For patients with indolent disease who have a low tumor burden, there is uncertainty about the role of observation as compared with initial therapy. A recent randomized trial showed high rates of response to single-agent rituximab, with or without maintenance therapy, as compared with observation, and a prolonged interval before subsequent therapy was required.56 Longer follow-up will be necessary to assess the response to subsequent therapy and overall survival.

Multiple next-generation anti-CD20 antibodies have been designed with augmented effector function, as described above. The clinical role of such antibodies remains undefined. Two of these antibodies (ofatumumab and obinutuzumab) are being evaluated in phase 3 trials in comparison with rituximab or rituximab-containing regimens in both patients with indolent and those with aggressive non-Hodgkin's lymphoma.

 

GUIDELINES

For patients of all ages who have advanced-stage, aggressive diffuse large B-cell non-Hodgkin's lymphoma, the National Comprehensive Cancer Network (NCCN) guidelines recommend treatment with R-CHOP every 21 days for six cycles.57 For patients with early-stage disease, the guidelines recommend R-CHOP for three cycles with involved-field radiation or R-CHOP for six cycles. The European Society for Medical Oncology (ESMO) guidelines are slightly different.58 They recommend chemotherapy with R-CHOP every 21 days for six to eight cycles for patients under the age of 60 years who have low age-adjusted IPI scores; for patients with higher-risk IPI scores, they recommend enrollment in clinical trials. For patients between the ages of 60 and 80 years, the ESMO guidelines recommend R-CHOP every 21 days for eight cycles or R-CHOP every 14 days for six cycles. There is no recommendation for consolidation with involved-field irradiation.
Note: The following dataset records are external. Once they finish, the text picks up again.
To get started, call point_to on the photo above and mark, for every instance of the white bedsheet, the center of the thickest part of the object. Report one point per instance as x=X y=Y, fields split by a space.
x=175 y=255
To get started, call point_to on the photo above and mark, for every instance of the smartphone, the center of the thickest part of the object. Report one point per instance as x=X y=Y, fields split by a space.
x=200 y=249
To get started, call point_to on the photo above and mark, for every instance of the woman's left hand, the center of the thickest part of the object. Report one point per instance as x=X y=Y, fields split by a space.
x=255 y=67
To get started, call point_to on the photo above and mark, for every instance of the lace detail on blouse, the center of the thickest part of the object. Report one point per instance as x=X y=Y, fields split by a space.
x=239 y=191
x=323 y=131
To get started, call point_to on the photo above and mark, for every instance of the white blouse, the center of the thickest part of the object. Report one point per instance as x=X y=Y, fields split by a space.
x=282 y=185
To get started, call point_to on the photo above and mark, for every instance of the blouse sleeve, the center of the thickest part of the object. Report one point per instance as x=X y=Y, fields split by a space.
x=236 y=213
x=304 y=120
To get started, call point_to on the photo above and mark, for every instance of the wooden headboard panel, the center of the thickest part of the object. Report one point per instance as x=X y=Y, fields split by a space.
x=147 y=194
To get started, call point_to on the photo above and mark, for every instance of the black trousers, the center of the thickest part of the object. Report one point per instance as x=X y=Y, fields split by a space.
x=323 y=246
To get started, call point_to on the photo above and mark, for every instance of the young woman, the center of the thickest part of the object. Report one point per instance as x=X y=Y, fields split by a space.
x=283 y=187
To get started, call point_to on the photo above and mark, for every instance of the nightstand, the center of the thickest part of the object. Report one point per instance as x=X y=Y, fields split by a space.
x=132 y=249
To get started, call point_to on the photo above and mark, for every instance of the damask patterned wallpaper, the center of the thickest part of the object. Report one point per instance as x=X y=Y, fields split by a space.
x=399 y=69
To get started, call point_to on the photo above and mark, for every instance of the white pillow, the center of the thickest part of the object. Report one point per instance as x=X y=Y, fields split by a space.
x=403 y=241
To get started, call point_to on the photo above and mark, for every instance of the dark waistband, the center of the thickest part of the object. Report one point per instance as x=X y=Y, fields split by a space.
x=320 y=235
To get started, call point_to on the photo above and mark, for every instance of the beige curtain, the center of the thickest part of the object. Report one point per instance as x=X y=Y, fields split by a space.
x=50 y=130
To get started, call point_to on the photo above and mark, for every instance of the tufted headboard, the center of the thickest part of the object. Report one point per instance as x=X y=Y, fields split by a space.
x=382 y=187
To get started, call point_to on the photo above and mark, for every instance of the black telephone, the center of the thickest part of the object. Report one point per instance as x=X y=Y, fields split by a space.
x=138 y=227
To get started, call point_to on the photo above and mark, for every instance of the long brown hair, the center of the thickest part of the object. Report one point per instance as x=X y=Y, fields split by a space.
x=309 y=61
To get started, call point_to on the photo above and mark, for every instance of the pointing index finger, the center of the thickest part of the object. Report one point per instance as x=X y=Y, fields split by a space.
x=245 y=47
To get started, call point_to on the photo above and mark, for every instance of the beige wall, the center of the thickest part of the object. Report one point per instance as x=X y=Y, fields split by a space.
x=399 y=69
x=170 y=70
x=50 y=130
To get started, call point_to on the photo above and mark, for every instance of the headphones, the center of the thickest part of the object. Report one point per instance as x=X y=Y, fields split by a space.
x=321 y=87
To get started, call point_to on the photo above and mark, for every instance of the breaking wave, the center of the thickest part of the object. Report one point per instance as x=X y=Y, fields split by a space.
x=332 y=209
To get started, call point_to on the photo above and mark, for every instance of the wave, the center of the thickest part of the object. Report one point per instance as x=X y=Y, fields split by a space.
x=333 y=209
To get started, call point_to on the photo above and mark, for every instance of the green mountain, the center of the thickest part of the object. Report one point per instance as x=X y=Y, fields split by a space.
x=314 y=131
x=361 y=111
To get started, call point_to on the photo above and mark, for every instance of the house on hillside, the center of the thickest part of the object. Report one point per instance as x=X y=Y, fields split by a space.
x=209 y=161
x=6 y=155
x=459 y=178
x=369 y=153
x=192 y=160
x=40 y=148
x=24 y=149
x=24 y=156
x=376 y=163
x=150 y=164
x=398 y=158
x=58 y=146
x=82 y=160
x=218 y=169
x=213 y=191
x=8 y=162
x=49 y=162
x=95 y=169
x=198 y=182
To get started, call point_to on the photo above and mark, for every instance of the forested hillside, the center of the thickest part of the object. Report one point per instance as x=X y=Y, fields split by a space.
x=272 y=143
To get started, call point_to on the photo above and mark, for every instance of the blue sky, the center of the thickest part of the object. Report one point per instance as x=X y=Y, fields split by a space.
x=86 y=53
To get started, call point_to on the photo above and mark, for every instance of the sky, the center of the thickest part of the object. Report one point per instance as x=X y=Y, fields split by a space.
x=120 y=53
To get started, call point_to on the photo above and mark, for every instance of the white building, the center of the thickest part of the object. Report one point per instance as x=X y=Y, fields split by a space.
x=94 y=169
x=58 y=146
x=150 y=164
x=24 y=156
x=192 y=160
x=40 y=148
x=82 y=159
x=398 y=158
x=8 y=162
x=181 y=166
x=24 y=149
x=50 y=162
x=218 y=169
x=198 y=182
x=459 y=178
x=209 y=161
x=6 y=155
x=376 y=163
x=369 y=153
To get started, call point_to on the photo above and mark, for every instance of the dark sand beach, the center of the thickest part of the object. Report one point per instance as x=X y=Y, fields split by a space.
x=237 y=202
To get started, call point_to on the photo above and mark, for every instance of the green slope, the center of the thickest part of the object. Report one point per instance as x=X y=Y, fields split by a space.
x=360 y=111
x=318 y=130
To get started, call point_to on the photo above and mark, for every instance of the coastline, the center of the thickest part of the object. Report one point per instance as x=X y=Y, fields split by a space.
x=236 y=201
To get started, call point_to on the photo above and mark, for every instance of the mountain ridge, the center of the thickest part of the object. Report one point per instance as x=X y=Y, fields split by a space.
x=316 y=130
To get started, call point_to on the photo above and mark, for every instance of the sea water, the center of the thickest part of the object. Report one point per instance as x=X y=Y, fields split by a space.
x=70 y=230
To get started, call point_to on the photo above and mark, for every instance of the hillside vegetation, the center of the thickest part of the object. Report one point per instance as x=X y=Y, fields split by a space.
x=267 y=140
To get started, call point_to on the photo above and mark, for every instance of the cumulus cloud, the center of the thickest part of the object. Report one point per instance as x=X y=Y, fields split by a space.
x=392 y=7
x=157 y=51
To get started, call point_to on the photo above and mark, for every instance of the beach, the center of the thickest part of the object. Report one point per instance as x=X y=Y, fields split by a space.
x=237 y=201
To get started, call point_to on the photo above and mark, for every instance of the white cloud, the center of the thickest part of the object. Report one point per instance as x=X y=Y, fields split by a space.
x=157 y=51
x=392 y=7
For patients with indolent non-Hodgkin's lymphoma requiring therapy, the NCCN guidelines recommend treatment with rituximab in combination with any one of various chemotherapy regimens, including bendamustine, CVP, or CHOP, or radioimmunotherapy.57 Patients in remission may be offered consolidation treatment with radioimmunotherapy or maintenance rituximab therapy. Elderly or infirm patients, in whom the above regimens may have unacceptable adverse effects, single-agent rituximab therapy or radioimmunotherapy may be administered. The recommendations in the ESMO guidelines59 are generally similar.

 

RECOMMENDATIONS

The patient described in the vignette is an appropriate candidate for a rituximab-containing regimen. He has stage III disease (involvement on both sides of the diaphragm without extralymphatic involvement) and an elevated lactate dehydrogenase level, and he has no contraindication to bolus anthracycline therapy. He has a high to high-intermediate risk score. I would recommend that he receive R-CHOP every 21 days for six cycles. I would expect his likelihood of 3-year survival to be approximately 65%. I would obtain a PET-CT scan at the completion of therapy to confirm remission of disease. If a complete remission is confirmed, I would not recommend maintenance therapy but would instead monitor the patient for relapse. For persistent or relapsed disease, I would assess his ability to tolerate aggressive salvage therapy and high-dose treatment.